Tuesday, September 13, 2005

This Week in History . . .

In my "spare" time, I am a history buff. Not a history buff in the "I know everything there is to be known about any particular era" sense, but more a history buff in the "I enjoy reading, studying, and learning from history in general" sense.

With that thought in mind, I have determined to begin a weekly (or perhaps bi-monthly or monthly) posting (depending on the time I find) which I will call "This week in history".

I'm going to narrow the focus to US history, and only those things which are particularly intriguing to me - otherwise it would take me a month to get through a weeks worth of research, and I just don't have that kind of time. So, here we go - perhaps you'll find something new and interesting that you didn't know about before either!

September 11, 1789 - Alexander Hamilton becomes the first Secretary of the Treasury.

September 11, 1857 - Mountain Meadows Massacre between 120-150 men, women, and children pioneers are massacred by Paiute Indians and a Mormon Militia lead by John D. Lee.

September 11, 200l - Never Forget!

September 12, 1609 - Henry Hudson discovers the river that would later bear his name.

September 12, 1814 - Battle of North Point wherein American Militia held off the British army so that defensive entrenchments around the city of Baltimore could be completed. Directly contributed to the ending of the war of 1812.

September 12, 1940 - Hercules Munitions Plant in Kenvil, NJ explodes, killing 55.

September 12, 1957 - North American Aerospace Defense Command (NORAD) begins Operations at Ent, Colorado. May 12, 1958, a formal agreement is signed between the US and Canada. Until the morning of Sept. 11, 2001, NORAD's focus was almost exclusively fixed on threats coming toward the Canadian and American borders, not terrorism in our domestic airspace. Because of that day, NORAD's focus has increased to include domestic airspace. NORAD's mission is truly global.

September 12, 2001 - Article V invoked for the first time ever in response to the September 11 attacks.

September 13, 1847 - Battle of Chapultepec Mexican American war - General Winfield Scott ordered the hanging of deserters to coincide with the raising of the Stars and Stripes over the captured citadel.

September 13, 1899 - Henry Bliss becomes first person in the US to die in a car accident. He stepped off a streetcar into the path of an automobile. Wonder if this is where we got the expression "ignorance is Bliss"?

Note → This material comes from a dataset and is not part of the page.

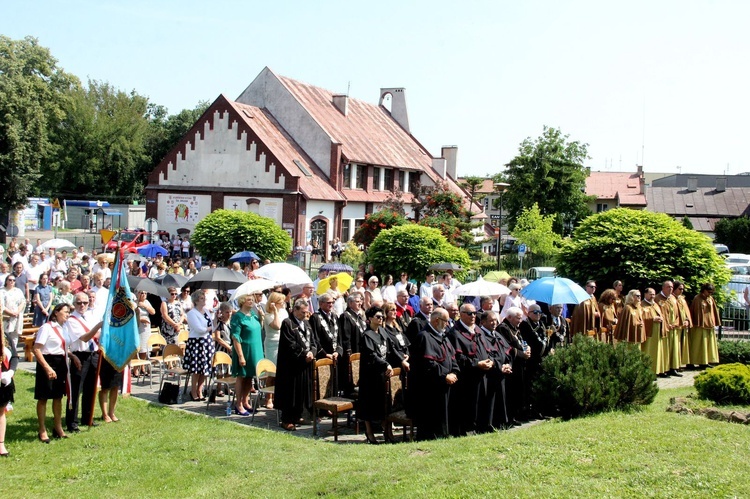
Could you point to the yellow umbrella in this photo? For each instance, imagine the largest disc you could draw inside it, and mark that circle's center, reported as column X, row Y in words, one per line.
column 496, row 276
column 344, row 282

September 13, 1970 - First running of the New York City Marathon.

September 14, 1814 - Francis Scott Key writes The Star-Spangled Banner

September 14, 1901 - President William McKinley dies of an assassination attempt eight days earlier (guess you'd have to call it more than an attempt, eh?) and Theodore Roosevelt becomes the 26th President.

September 15, 1831
- Locomotive John Bull takes its maiden journey in New Jersey.

September 15, 1967 - Former U.S. President Lyndon B. Johnson, responding to a sniper attack at the University of Texas, writes a letter to the United States Congress urging the enactment of gun control legislation.

September 16, 1776
- Battle of Harlem Heights proved to the American Militia's that they could win in battle against the British.

September 16, 1942 - USS Wasp torpedoed in Guadalcanal.

September 16, 1956 - Play Doh is introduced to the world!

September 17, 1630
- Boston, Massachusetts founded by John Winthrop.

September 17, 1787 - Text of the U. S. Constitution agreed upon in Philadelphia.

September 17, 1859 - Joshua A. Norton declares himself the Emperor of the United States and Protector of Mexico.

September 17, 1908 - Lt. Thomas Selfridge crashes a Wright Brothers plane becoming the first airplane fatality

September 17, 1976 - First Space Shuttle "Enterprise" unveiled.